In recent years, several authors have explored various aspects of the GeoKdV equation. For instance, Turgut et al. [3] investigated the Coriolis effect on oceanic flows in the equatorial region using Lie symmetries and implemented the finite element method for numerical solutions. Rizvi et al. [4] employed the Hirota bilinear method to obtain lump-kink and lump-periodic solutions. The solitons and complexions of the GeoKdV equation were derived using Kudryashov and Hirota methods, and the impact of the Coriolis parameter on nonlinear waves was studied by Hosseini et al. [5]. Additionally, Alharbi and Almatraf [6] investigated the GeoKdV equation by utilizing an improved exp-expansion method, and obtained various solitary solutions. Additionally, they applied shooting and adaptive moving methods to compute numerical solutions and used Fourier analysis to evaluate the accuracy and stability of these numerical schemes. In recent years, Sayed et al. [7] explored the modified and generalized forms of the GeoKdV equation. They utilized the extended Tanh method and the generalized Kudryashov method with the Riccati equation to derive sine and cosine hyperbolic solutions.
To address the limitations of integer order operators, which are localized and incapable of predicting complex behaviors, various mathematicians and scientists have introduced non-integer order operators. In recent years, scientific research has increasingly focused on exploring more complex changes through fractional calculus due to its non-local properties and memory-retaining characteristics. This shift has led to significant growth in its applications across various disciplines, including mathematics, physics, engineering, biotechnology, electrochemistry, and more; see [8,9,10,11,12,13,14,15,16]. However, despite considerable progress, obtaining precise or numerical solutions for models that involve fractional calculus remains a significant challenge. Addressing these complexities requires innovative approaches, as many existing methodologies in the literature employ nonlinear fractional differential equations (FDEs) to capture the behavior of physical phenomena within dynamic systems. In this regard, Karunakar and Chakraverty [17] utilized the homotopy perturbation method (HPM) to solve time-fractional third- and fifth-order KdV equations. Shah et al. [18] utilized the Mohand decomposition method with Caputo derivatives to tackle fractional and integer-order KdV equations, demonstrating that fractional-order solutions gradually converge to their integer-order counterparts. Similarly, Jena and Chakraverty [19] efficiently obtained solitary wave solutions for generalized Hirota-Satsuma coupled KdV and MKdV equations. Al-Sawalha et al. [20] made further advancements by applying a natural decomposition method alongside Atangana-Baleanu and Caputo-Fabrizio fractional derivatives to obtain approximate solutions for the Kersten-Krasil'shchik coupled KdV and modified KdV systems. Cao et al. [21] explored variational principles for two types of nonlinear GeoKdV equations with fractal derivatives. In recent times, Shehzada et al. [22] delved into a modified form of the fractional GeoKdV equation with a power-law kernel. These studies collectively highlight the growing importance of fractional calculus to solve various types of KdV equations, thus demonstrating its potential to provide deeper insights into dynamic systems.

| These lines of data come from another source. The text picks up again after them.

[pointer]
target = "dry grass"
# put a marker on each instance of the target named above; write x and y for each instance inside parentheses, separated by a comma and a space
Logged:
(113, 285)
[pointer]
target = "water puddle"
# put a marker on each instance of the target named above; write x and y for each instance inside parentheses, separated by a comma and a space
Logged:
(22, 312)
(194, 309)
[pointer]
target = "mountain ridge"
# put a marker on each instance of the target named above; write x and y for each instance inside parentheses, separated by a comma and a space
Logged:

On the contrary, the information about the parameters involved in shallow water wave equations (SWWEs) is often incomplete. To address this, fuzzy parameters can be incorporated into the SWWEs. Zadeh [23] introduced the fuzzy set theory in 1965, offers a mathematical framework to handle uncertainty and imprecision. Unlike the classical set theory, where an element either fully belongs or does not belong to a set, fuzzy sets allow for partial membership, with elements belonging to a set to varying degrees, typically represented by values between 0 and 1. This approach is especially useful in cases where boundaries between the categories are not clearly defined, such as when dealing with linguistic variables or ambiguous data. In our study, we apply the fuzzy set theory to address the uncertainty present either in system parameters or initial conditions.

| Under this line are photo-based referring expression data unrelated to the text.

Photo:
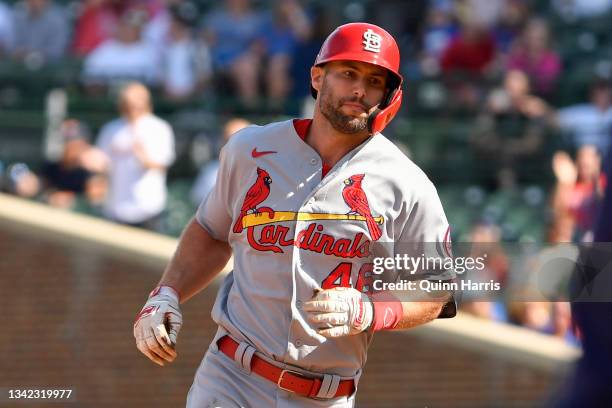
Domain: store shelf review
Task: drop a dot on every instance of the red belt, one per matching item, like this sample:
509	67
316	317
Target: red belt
287	380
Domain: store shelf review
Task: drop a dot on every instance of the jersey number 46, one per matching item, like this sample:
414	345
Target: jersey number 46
341	276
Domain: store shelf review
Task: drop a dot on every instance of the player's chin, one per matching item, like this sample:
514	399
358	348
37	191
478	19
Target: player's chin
354	111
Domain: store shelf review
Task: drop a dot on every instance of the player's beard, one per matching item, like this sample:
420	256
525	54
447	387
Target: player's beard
332	111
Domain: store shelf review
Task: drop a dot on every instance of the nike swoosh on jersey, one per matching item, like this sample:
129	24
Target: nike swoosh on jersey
257	154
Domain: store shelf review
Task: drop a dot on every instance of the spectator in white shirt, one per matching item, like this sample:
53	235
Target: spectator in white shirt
207	177
139	148
126	56
41	32
590	123
6	30
186	64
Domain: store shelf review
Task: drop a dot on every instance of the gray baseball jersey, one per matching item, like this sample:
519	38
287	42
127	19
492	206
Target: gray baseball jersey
293	231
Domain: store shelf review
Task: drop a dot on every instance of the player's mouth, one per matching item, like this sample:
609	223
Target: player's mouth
355	106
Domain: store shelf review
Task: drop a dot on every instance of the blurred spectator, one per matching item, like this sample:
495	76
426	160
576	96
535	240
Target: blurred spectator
186	65
590	123
578	191
577	9
124	57
438	32
465	62
96	23
20	180
74	174
6	30
552	318
307	49
139	148
485	13
283	27
485	239
510	130
532	54
157	29
589	386
207	177
41	32
232	32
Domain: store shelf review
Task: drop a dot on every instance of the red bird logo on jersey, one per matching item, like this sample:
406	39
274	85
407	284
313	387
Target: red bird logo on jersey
259	191
355	198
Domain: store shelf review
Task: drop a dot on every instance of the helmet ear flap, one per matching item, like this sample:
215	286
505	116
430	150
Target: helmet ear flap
385	112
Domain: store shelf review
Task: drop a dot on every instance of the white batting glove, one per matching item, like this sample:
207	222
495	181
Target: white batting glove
340	312
157	325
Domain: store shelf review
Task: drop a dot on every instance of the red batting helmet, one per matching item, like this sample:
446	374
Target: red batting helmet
367	43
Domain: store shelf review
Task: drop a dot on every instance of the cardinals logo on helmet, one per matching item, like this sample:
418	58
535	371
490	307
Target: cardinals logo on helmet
356	199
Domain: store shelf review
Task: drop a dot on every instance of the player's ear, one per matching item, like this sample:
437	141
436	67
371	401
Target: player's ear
316	77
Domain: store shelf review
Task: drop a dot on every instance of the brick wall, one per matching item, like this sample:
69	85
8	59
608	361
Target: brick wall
67	314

By representing uncertain variables as fuzzy numbers, we capture a range of possible values rather than relying on a single deterministic value. This approach increases the robustness of our model and provides a more comprehensive understanding of the system behavior, particularly in situations where precise information is unavailable. In this regard, several authors have also applied the fuzzy set theory to water wave equations, thus demonstrating its effectiveness in capturing uncertainties in such complex systems. As such, the behavior of two-dimensional SWWEs with fuzzy parameters was investigated by Karunakar and Chakraverty [24] using the HPM, treating water depth as uncertain and expressed in terms of fuzzy parameters. Sahoo and Chakraverty [25] introduced the Sawi transform-based HPM as a hybrid approach to approximate solutions to one-dimensional SWWEs in tsunami predictions. Additionally, they applied HPM to solve coupled SWWEs, considering the wave height as fuzzy [26]. Using this approach, the impact of the coastal slope and the sea depth on tsunami wave characteristics, particularly wave velocity and run-up height, was analyzed in uncertain environments. Extending the study of fuzzy uncertainty in these fields, they further derived an approximate solution for the GeoKdV equation by using the Adomian decomposition method within the fuzzy environment [27].

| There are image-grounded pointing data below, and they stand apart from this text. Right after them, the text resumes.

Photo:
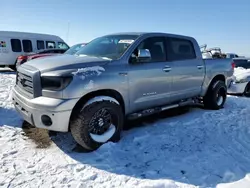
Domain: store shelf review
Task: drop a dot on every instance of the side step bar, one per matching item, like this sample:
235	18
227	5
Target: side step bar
160	109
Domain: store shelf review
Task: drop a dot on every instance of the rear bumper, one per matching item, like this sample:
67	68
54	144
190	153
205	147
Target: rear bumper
32	110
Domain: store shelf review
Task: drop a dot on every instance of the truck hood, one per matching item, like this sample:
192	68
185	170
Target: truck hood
62	62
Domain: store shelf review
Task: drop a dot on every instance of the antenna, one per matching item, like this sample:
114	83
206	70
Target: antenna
67	35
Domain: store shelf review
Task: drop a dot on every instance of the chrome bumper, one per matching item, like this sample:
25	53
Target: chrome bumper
32	110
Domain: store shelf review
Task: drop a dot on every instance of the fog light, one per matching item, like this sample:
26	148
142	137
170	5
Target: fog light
46	120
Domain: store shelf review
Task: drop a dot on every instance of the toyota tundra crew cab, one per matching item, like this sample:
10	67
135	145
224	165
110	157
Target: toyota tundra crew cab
117	77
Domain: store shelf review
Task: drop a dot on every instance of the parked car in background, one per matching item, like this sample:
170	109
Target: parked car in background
118	76
241	81
42	53
48	52
14	44
75	48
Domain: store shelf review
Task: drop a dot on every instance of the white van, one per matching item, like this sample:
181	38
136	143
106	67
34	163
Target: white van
13	44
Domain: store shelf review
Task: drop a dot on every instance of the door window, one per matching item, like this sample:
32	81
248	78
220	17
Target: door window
40	44
27	46
156	47
180	49
50	44
16	45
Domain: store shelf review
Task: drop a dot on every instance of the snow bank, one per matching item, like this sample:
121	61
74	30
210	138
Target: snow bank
88	71
197	149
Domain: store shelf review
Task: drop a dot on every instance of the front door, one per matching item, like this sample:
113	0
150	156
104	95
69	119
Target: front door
150	82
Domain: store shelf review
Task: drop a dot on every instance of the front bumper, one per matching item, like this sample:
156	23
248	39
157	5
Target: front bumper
32	110
237	88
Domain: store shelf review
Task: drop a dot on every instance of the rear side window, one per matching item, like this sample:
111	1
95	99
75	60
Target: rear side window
50	44
242	63
40	44
62	45
27	46
180	49
16	45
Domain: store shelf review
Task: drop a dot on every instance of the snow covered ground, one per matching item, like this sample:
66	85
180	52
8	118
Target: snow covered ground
197	149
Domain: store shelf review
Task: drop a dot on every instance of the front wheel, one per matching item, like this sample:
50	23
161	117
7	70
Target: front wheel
216	96
96	124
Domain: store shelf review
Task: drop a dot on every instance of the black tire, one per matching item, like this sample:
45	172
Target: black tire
216	96
84	116
247	90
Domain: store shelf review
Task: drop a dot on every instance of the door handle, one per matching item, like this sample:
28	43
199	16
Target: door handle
167	69
200	66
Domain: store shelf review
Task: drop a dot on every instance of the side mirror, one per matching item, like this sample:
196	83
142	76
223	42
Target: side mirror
144	55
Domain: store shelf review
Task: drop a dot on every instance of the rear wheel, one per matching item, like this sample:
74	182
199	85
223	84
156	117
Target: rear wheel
247	90
216	96
96	124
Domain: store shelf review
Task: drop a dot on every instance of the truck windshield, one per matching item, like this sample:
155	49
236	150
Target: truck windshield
112	46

To the best of our knowledge, the proposed model has not been explored within the domain of fractional calculus and fuzzy environment. Drawing inspiration from valuable contributions in fractional calculus and fuzzy uncertainty, we aim to investigate the uncertain GeoKdV equation in the fractional order of Caputo's sense by using the fractional reduced differential transform method (FRDTM). Consequently, we consider the GeoKdV Eq (1.2) in the fuzzy fractional form as:
˜ηατ−ω˜ηξ+32˜η˜ηξ+16˜ηξξξ=0. | (1.3) |
This study is motivated by the desire to understand the intricate behaviors exhibited by the nonlinear GeoKdV equation in the fuzzy environment and to investigate the effect of the fractional order on its dynamics. Unlike traditional methods, the FRDTM simplifies the complex dynamics of the GeoKdV equation under uncertain and fractional-order conditions, offering an improved accuracy and an ease of implementation. This study not only demonstrates the effectiveness of the FRDTM through multiple case analyses, but also establishes strong agreements between simulated results and provided data, highlighting the robustness of the method. These results confirm that the FRDTM technique is a reliable method for addressing fractional-order nonlinear problems.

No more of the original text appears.